Phillips Foundation leverages its full endowment for good through impact investing. To meet our commitment to 100% impact, we utilize a variety of tools including Program-Related Investments (PRIs), Mission-Related Investments (MRIs), ESG Screens, Fund Manager Selection Criteria, and other direct and indirect investment vehicles. Additionally, we host events to educate fellow funders and nonprofits about impact investing and to galvanize support for collective efforts such as pay for success contracting. Information about our Impact Investing Think Tank series may be found here.
Our first direct impact investment was made in 2014 and was repaid early upon achieving significant success.
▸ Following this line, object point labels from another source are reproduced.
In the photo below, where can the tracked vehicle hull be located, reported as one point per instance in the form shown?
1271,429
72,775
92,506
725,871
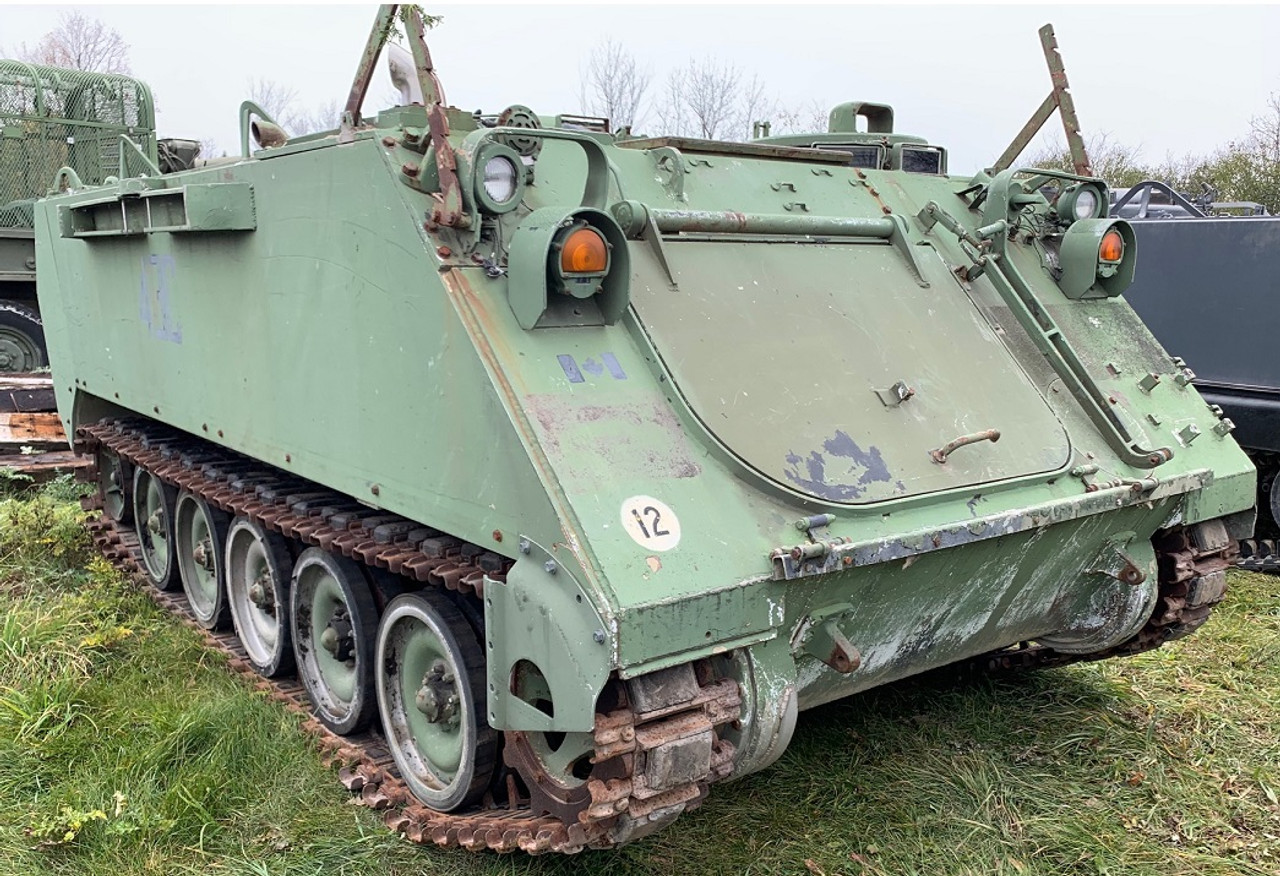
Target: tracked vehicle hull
581,468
With the backing of our mission-related investment (MRI), Akola Project, a nonprofit social business, doubled the number of women it empowers, expanded production capacity, and secured an additional round of growth capital to support continued scaling of the organization’s impact. A brief on this investment may be found here.
The Foundation provided a PRI credit enhancement for a remodeling project to increase operational capacity and earned revenue for this downtown Greensboro attraction, creating future financial sustainability for the non-profit.
We use cash management strategies that benefit community development through investments to support women and children and environmentally-responsible small businesses. Self-Help Credit Union’s Women & Children CD provides support to women building assets by opening their first savings accounts, buying homes or starting businesses and also lends to child-care providers and finances facilities for public charter schools. The Self-Help Green CD provides loans to sustainable businesses including solar farms, recycling businesses, ecotourism, bike shops and more.
The Foundation made a MRI in MCE Social Capital (MCE) to support its Global Economic Opportunity Notes. MCE makes loans to financial institutions helping people living in poverty in developing nations to improve their lives. Loans to microfinance institutions provide credit and other services including health education, business training, savings accounts and insurance. Approximately 71% of the beneficiaries are women who use the financial services to build assets and businesses, manage risks, smooth income, and gain freedom to decide how to earn a living. MCE’s notes also support financial institutions that provide specialized financing for agriculture and the deployment of solar energy systems in impoverished areas.